Human Rights Watch has called on the new Government to use its parliamentary majority to repeal draconian laws, detailed in a 113-page report entitled, They can arrest you at any time.
“Successive Burmese governments have enacted broad, vaguely worded laws to control and criminalize basic freedoms, creating thousands of political prisoners,” Brad Adams, Asia director at Human Rights Watch said in a statement released to the press on Wednesday.
“The new government, led by the National League for Democracy, has moved quickly to release many of those imprisoned for peaceful expression or protest and to drop charges against others. But it’s crucial that the legal infrastructure of repression be dismantled so that there is no chance Burma will ever hold political prisoners again,” Mr Adams added.
The HRW report analyses Burma’s existing Penal Code, as well as the country’s Peaceful Assembly and Peaceful Procession laws, the Telecommunications Act and the New Media Law. According to the report all of these laws urgently need reworking to bring the country’s legal system into line with international standards.

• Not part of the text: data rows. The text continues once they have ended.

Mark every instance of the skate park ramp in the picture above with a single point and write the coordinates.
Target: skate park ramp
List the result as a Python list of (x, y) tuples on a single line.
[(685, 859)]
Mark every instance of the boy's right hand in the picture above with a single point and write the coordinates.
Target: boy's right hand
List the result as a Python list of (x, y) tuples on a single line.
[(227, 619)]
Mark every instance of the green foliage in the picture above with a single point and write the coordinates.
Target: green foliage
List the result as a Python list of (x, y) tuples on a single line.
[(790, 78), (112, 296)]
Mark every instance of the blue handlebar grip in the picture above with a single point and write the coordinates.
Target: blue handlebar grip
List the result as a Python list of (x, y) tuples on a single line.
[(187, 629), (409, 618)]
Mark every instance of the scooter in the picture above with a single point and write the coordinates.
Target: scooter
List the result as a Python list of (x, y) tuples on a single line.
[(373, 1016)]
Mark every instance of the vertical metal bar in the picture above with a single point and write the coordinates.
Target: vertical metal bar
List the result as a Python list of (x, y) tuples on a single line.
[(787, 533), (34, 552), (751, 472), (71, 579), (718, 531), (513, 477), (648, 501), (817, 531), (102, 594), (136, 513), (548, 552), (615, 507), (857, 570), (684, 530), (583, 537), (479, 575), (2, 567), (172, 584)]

The existing laws imbue authorities sweeping power to arrest protestors, and clamp down on critical voices. Dozens of land rights campaigners and activists have been arrested under the 2012 Peaceful Assembly and Peaceful Procession laws, while journalists have been arrested for protesting against the arrest of fellow journalists.
Section 505(b) of the Penal Code criminalizes speech “likely to cause alarm to the public,” and has been used to arrest student activists Zeyar Lwin, Paing Ye Thu, and Nan – who now face five years in jail.
Section 66(d) was also criticized in the HRW report, after it was used to arret and imprison two citizens after Facebook posts they authored were deemed “insulting” to the country’s military commander-in-chief. The two served a six month prison term. “After its landslide election victory, the new government has a mandate to overhaul Burmese law to ensure that everyone can peacefully express their views without a knock on the door from the police or being hauled into court and charged with a crime,” Mr. Adams said, “but the window for bold reforms will not stay open forever, so the government should put this at the top of its agenda when parliament reconvenes.”